Green Pioneers – unsere Botschafter*innen für Nachhaltigkeit

Im Januar 2019 haben wir die Bewegung der „Green Pioneers“ gestartet. Über 320 Mitarbeitende aus 53 Standorten haben sich seither in Deutschland angeschlossen. Sie fördern innerhalb der Belegschaft das Bewusstsein für Ressourceneffizienz am Arbeitsplatz und geben zudem Impulse ins Kerngeschäft. Eigeninitiativ und auf freiwilliger Basis entwickeln sie grüne Ideen für mehr Nachhaltigkeit bei der Telekom – dafür schaffen wir die notwendigen Freiräume, zum Beispiel im Rahmen von flexiblen Arbeitsmodellen. Unter anderem führten einige Green Pioneers regelmäßig digitale Schulungen und Workshops zu Umweltthemen für Kolleg*innen durch. Andere Green Pioneers organisieren Aktionen zu nachhaltiger Mobilität wie „Mit dem Rad zur Arbeit“. Seit dem Herbst 2021 ist eine Teilnahme an dieser Aktion auch über unsere Mitarbeitenden-App möglich, was das gemeinsame Sammeln von Radkilometern und CO2-Einsparungen noch leichter macht. Auf Initiative der Green Pioneers wurden an sechs deutschen Standorten die ersten Radreparaturstationen bereitgestellt. Auch in den Landesgesellschaften, beispielsweise in Österreich, Spanien, Kroatien, Tschechien, Ungarn und Mexiko, gibt es ähnliche Grassroot-Ansätze unserer Mitarbeitenden. Sie setzen zum Beispiel Kampagnen zur Handy-Rücknahme und Vermeidung von Plastikabfällen um.

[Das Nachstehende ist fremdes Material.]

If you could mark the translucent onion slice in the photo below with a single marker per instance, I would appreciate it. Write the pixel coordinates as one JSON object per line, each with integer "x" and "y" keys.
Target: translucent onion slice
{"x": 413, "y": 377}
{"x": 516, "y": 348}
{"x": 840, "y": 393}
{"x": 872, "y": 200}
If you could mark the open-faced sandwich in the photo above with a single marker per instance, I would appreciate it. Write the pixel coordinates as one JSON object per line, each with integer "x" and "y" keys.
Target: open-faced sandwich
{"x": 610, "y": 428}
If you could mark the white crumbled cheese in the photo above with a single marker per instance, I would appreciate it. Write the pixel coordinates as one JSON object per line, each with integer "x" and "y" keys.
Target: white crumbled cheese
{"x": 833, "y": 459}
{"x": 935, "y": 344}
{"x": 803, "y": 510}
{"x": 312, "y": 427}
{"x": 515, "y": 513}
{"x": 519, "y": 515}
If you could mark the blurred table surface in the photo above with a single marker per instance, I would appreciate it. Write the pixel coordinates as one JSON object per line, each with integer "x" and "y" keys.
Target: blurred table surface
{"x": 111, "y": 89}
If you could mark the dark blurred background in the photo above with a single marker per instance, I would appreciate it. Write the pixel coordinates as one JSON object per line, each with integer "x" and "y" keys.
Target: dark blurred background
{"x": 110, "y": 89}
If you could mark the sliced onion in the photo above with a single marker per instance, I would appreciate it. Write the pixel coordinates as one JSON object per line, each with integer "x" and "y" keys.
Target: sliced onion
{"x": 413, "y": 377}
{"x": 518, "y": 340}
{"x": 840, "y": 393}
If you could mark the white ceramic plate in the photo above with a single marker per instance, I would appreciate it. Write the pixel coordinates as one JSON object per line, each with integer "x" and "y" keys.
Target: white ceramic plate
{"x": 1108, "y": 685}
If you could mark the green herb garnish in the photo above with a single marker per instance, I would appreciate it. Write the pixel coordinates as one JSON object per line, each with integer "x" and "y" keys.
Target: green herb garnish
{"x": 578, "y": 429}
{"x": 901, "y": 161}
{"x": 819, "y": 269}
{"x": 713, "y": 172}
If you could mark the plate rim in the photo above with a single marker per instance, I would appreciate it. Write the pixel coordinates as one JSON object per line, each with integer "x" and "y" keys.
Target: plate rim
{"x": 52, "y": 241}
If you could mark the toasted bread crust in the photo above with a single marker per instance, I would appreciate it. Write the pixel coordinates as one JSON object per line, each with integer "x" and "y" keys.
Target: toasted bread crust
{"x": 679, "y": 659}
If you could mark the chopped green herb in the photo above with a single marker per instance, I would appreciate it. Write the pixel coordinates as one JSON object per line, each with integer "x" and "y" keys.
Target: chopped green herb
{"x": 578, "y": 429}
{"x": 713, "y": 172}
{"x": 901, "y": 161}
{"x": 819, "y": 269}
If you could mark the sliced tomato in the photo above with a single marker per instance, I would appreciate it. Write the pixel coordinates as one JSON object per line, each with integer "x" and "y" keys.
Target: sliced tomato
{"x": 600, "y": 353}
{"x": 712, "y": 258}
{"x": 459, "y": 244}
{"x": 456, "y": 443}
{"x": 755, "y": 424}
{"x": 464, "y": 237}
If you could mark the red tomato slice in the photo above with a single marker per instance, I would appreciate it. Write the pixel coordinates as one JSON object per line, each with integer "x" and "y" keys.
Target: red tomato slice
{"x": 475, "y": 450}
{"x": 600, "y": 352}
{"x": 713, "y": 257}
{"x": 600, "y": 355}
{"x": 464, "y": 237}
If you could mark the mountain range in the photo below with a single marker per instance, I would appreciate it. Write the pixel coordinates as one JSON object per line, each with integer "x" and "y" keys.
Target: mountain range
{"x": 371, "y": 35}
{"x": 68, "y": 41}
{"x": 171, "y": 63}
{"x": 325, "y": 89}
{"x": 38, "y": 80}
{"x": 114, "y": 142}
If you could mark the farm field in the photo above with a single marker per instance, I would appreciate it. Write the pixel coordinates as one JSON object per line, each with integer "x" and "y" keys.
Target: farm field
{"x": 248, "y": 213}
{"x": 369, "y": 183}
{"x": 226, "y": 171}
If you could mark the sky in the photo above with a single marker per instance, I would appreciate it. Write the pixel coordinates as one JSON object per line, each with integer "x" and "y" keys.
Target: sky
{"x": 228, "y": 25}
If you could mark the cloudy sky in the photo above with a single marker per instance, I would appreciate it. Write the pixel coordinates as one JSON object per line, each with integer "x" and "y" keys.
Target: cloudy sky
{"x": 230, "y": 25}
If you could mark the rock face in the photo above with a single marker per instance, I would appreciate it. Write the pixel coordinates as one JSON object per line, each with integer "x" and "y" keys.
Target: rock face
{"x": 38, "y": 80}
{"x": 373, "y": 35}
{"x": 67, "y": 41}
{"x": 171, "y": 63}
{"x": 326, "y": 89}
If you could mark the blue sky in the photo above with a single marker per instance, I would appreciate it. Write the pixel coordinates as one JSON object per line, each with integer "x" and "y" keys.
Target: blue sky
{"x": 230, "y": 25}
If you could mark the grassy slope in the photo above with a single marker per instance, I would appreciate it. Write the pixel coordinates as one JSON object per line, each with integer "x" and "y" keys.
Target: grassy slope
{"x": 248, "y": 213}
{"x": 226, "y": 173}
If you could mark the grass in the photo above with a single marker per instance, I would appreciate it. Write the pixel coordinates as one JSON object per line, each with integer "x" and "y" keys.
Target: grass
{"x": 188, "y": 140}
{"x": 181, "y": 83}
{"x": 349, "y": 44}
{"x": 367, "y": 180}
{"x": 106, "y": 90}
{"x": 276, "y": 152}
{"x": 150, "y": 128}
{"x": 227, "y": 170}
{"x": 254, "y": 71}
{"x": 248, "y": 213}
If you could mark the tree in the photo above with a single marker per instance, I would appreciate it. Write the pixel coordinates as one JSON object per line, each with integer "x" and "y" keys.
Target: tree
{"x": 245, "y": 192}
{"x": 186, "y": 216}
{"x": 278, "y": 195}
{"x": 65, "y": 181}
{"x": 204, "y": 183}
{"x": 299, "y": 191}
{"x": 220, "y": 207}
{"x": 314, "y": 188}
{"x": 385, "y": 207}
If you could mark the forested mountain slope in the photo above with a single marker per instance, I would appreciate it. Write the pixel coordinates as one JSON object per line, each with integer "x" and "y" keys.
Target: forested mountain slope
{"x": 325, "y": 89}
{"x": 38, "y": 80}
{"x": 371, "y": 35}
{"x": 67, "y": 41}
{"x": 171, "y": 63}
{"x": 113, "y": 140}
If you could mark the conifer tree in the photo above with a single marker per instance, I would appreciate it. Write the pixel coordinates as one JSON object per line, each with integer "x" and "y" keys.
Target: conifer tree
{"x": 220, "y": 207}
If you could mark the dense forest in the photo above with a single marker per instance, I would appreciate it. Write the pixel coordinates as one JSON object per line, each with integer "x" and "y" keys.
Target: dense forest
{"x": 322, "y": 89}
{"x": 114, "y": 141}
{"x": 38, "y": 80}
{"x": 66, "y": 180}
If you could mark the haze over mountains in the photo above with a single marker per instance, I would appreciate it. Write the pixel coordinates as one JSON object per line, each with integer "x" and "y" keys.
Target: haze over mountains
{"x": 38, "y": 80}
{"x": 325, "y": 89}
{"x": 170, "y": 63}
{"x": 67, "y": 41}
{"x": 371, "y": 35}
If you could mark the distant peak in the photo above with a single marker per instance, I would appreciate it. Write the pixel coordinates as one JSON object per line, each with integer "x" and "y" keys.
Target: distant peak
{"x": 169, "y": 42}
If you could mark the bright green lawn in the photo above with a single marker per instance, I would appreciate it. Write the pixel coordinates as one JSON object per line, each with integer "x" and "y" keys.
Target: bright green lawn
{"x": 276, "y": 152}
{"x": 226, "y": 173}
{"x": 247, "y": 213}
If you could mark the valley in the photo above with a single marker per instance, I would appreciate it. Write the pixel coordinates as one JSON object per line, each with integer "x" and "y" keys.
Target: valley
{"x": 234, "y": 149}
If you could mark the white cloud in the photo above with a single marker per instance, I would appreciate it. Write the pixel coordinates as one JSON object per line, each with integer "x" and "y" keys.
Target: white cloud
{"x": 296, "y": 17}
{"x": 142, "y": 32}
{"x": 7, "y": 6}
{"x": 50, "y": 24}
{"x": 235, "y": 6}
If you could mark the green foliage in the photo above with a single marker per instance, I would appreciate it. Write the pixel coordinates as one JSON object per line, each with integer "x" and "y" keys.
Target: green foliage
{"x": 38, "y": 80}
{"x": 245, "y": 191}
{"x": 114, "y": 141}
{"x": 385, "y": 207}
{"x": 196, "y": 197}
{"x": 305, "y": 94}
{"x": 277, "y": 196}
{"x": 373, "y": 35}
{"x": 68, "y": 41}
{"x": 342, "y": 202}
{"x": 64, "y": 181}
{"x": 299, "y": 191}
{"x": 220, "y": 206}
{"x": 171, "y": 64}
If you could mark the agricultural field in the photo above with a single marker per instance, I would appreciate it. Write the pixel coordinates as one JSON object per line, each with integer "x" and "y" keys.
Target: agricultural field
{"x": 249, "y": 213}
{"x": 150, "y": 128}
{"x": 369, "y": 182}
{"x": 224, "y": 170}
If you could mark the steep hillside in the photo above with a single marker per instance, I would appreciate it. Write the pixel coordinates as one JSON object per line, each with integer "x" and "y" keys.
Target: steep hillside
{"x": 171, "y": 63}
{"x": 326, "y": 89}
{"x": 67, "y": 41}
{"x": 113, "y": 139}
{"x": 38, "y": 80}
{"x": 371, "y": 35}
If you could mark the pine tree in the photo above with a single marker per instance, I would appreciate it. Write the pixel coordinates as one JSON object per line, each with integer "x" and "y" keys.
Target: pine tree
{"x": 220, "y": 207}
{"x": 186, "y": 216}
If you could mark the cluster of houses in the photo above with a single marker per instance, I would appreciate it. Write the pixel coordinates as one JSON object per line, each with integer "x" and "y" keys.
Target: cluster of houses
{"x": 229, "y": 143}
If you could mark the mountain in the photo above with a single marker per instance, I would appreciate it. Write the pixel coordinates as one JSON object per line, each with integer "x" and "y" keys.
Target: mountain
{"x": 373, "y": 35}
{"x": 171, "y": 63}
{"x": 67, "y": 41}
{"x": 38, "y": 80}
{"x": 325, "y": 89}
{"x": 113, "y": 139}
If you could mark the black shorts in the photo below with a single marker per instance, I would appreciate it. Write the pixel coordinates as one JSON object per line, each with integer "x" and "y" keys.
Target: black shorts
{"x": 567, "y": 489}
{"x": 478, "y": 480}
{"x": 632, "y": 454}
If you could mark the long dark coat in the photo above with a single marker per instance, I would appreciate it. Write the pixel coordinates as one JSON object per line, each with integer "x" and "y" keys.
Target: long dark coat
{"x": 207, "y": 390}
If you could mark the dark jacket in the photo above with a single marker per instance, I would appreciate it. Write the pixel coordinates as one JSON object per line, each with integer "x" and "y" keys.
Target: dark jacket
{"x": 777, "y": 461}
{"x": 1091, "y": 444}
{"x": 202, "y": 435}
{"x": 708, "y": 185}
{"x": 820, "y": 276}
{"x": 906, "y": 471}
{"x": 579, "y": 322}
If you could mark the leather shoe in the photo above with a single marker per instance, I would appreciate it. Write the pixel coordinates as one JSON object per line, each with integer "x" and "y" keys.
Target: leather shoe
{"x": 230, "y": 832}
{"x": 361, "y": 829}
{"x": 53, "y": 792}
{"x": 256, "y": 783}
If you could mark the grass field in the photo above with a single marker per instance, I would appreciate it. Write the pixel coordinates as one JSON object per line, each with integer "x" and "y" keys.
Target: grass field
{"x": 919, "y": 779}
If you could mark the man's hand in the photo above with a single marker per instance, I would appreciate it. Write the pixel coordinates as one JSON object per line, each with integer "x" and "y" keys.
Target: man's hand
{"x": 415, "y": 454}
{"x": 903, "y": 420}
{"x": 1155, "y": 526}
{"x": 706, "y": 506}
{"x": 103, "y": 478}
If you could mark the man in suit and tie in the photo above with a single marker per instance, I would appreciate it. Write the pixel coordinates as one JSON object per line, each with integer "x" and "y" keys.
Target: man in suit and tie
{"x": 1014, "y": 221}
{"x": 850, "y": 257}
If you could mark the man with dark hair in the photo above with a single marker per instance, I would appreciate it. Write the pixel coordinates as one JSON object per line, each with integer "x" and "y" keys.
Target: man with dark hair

Einsatz für ein langes Geräteleben

Millionen ungenutzter Alt-Handys liegen in Schubladen, ein nicht unerheblicher Rohstoffschatz. Denn bis zu 100 Prozent der Materialien können ein weiteres Mal verwendet werden – als recycelte Metalle oder zur Energieerzeugung. Wir engagieren uns freiwillig über die gesetzlichen Anforderungen hinaus für eine Wiederverwendung oder das fachgerechte Recycling gebrauchter Handys sowie weiterer gebrauchter Endgeräte. Als eines der ersten Unternehmen in Griechenland bereitet die OTE Group Modems und TV-Decoder wieder auf. Zurückgegebene Geräte werden überprüft, repariert und wieder in Umlauf gebracht. Ist eine Reparatur nicht möglich, gehen die Altgeräte an lizenzierte Entsorgungsunternehmen. Im Jahr 2021 hat die Gruppe mehr als 480 000 Endgeräte gesammelt, über 260 000 davon konnten wiederaufbereitet, 200 000 recycelt werden.

In den USA kann jeder Mobilfunk-Kunde seine elektronischen Geräte bei T-Mobile US abgeben: egal ob Mobiltelefon, Akku, Zubehör, Tablet oder Laptop, und unabhängig von Marke und Modell. Auch hier werden die Geräte zur weiteren Nutzung aufgearbeitet oder – wenn das nicht geht – recycelt. Jährlich sammelt T-Mobile US Millionen gebrauchte Mobiltelefone. Seit 2008 konnten mehr als 35 Millionen aufbereitete Geräte weiterverkauft werden.

35

Über 35 Millionen elektronische Geräte konnte T-Mobile US seit 2008 aufbereiten und weiterverkaufen.

Mit vielen Produkten, Dienstleistungen und Aktivitäten unterstützen wir unsere Kund*innen dabei, ihre CO2-Emissionen zu reduzieren. Zudem haben wir uns zum Ziel gesetzt, alle CO2-Emissionen, die in unserer Wertschöpfungskette anfallen, auf null zu senken.